Bank’s
subsidiary in Switzerland is already being investigated by the US authorities
about whether it helped American citizens evade tax
The Guardian, Angela Monaghan and Jill Treanor, 26 February 2015
The Swiss
operation of Coutts is under investigation by the German authorities for
allegedly helping clients to evade tax.
Coutts is
one of Britain’s most venerable banks, with a clients list that includes the
Queen.
The bank’s
Swiss operation is already under investigation by the US authorities about
whether it helped American citizens evade tax.
But the
parent of Coutts, Royal Bank of Scotland, said the investigation into the Swiss
arm of Coutts had now widened to Germany. The activities of Swiss banking operations have come under intense scrutiny following the revelations about HSBC and the leak of 100,000 account details of its subsidiary in Switzerland,
which showed it helped clients avoid tax. In order to become a client of
Coutts, customers must have more than £1m in investable assets.
In the
pages of legal warnings attached to RBS’s annual report, RBS said: “A
prosecuting authority in Germany is undertaking an investigation into Coutts
& Co Ltd in Switzerland, and current and former employees, for alleged
aiding and abetting of tax evasion by certain Coutts & Co Ltd clients.
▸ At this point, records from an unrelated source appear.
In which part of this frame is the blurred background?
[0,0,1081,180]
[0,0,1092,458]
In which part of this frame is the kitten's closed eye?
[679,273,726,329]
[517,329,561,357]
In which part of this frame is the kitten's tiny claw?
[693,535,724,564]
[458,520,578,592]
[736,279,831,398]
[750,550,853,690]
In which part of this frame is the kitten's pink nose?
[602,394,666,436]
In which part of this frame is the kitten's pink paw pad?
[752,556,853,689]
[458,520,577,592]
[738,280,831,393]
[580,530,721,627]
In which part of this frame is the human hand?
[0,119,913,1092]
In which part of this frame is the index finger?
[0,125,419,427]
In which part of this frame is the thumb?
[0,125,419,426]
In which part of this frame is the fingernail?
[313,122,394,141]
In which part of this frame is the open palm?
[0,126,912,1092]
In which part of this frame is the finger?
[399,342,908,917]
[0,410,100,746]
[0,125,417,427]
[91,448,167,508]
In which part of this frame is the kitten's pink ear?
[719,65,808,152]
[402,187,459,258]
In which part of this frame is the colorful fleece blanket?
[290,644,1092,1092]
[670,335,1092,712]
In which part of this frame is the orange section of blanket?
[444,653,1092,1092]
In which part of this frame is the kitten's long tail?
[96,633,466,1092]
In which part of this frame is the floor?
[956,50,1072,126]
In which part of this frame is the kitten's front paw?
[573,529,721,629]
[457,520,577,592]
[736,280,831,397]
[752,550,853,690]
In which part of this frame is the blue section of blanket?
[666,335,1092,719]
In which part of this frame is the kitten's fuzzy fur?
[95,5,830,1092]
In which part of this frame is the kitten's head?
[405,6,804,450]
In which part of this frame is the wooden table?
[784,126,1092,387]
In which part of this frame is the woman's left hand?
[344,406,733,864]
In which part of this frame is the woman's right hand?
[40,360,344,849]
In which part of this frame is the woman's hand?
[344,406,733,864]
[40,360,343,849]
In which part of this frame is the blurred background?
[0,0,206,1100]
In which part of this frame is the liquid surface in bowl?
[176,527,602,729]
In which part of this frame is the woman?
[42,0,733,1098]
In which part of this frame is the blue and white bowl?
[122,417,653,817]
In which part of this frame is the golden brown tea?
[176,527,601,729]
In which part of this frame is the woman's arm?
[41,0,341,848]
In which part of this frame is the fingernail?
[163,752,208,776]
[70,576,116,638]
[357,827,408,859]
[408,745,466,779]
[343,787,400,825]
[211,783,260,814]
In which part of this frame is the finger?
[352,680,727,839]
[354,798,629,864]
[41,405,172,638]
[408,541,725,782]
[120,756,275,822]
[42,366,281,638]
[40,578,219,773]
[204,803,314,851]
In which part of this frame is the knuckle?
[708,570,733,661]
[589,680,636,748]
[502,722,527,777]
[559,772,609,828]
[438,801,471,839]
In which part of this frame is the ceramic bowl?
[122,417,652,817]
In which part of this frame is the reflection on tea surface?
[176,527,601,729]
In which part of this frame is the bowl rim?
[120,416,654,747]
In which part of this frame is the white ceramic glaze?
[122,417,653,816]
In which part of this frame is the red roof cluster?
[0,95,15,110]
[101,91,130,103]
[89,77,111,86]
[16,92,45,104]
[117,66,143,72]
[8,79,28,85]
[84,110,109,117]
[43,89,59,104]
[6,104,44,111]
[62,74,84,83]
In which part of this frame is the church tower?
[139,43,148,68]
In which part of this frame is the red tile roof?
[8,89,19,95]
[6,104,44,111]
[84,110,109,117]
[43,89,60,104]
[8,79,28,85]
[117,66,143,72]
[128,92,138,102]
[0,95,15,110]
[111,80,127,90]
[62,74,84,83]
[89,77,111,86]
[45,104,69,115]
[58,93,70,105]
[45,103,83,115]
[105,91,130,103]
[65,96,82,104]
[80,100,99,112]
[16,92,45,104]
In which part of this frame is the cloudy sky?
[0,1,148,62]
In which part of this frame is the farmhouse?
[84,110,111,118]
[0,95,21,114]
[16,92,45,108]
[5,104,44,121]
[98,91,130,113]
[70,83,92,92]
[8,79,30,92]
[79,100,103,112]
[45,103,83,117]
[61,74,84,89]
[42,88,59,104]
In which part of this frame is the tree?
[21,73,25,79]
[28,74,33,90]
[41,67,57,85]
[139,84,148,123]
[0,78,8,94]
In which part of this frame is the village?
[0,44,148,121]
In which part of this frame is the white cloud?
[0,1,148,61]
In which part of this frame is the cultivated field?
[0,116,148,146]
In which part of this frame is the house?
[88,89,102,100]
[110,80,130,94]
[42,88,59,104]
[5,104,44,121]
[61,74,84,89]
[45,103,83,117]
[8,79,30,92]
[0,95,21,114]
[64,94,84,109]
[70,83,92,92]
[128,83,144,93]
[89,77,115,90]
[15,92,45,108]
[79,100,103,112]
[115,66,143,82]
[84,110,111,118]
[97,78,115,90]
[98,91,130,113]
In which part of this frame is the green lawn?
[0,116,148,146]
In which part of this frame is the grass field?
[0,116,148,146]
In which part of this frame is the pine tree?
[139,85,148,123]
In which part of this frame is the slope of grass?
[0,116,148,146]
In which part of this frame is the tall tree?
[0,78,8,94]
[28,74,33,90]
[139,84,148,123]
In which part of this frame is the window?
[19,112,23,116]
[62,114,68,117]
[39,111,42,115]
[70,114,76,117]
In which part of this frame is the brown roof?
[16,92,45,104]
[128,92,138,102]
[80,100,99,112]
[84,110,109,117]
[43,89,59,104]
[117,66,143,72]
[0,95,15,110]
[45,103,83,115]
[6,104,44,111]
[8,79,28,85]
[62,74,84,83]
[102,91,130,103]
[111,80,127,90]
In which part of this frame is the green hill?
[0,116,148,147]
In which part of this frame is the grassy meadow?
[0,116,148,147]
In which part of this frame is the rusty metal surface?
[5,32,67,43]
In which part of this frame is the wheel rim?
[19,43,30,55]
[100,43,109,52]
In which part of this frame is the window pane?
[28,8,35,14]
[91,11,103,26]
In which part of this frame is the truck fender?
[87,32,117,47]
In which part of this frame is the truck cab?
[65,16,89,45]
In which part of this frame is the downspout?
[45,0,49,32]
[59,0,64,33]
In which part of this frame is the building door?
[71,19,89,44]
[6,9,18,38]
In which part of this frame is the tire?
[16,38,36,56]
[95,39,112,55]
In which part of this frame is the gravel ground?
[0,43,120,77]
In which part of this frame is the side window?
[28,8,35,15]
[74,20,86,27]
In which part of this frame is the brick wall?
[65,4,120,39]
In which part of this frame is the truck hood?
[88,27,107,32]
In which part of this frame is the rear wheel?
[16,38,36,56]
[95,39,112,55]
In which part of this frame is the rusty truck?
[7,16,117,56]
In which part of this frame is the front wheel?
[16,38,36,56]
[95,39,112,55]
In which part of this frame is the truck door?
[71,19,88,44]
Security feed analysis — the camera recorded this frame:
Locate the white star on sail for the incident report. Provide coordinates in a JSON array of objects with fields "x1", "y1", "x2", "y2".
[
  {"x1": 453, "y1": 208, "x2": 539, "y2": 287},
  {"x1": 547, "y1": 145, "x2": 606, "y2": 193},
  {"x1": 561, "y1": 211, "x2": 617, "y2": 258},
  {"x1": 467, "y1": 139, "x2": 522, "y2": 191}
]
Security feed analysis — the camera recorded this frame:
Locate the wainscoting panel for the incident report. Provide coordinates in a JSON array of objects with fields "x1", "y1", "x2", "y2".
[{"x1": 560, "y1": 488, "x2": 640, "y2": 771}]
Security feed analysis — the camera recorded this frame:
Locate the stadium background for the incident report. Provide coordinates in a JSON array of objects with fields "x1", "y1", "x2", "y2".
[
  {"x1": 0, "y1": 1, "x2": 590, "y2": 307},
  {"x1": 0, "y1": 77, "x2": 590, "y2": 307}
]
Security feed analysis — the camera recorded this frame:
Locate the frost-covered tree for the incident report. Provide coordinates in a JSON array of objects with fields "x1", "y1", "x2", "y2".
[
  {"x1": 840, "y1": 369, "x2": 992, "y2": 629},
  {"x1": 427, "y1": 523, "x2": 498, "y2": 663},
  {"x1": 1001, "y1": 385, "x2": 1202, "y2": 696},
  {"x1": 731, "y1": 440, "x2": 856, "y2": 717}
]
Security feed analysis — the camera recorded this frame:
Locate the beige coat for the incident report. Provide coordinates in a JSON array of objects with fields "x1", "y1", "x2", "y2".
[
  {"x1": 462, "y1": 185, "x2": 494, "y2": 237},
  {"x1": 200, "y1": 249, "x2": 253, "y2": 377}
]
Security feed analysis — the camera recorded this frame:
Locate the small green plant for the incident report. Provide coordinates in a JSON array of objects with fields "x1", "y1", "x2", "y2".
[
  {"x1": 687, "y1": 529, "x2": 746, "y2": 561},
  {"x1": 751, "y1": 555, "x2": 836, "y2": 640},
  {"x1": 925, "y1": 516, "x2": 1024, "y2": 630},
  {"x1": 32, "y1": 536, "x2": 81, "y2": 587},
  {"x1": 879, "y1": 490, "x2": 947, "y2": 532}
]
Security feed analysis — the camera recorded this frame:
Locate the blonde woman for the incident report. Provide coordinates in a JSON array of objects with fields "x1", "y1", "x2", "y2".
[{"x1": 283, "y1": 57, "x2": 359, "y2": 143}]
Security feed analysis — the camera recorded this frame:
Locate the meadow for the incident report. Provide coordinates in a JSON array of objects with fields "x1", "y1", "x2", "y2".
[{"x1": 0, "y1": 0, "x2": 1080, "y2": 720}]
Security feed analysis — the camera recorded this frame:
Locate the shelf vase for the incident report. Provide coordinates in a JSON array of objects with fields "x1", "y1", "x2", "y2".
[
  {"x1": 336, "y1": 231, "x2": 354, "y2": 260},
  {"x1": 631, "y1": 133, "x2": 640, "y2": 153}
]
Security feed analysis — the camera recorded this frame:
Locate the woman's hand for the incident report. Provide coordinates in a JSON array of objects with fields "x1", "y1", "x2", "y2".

Coutts & Co Ltd is cooperating with the authority.”
RBS – which
is 79% owned by the taxpayer – had already put the international operations of
Coutts up for sale and will indemnify any buyer of the business against any
regulatory action.
Ross
McEwan, the chief executive of RBS, said on Thursday that the business was
being sold because it did not make money and that private banks had taken too
long to clean up their activities.
“I want to
be very clear if we find anything that has evidence of wrongdoing we will come
down incredibly hard on any of those issues,” he said. “Any situation like this
we take seriously … it is the reputation of our business. This is what has
tarnished the banking industry and in my view private banks have taken far too
long to catch up with the public’s expectations.”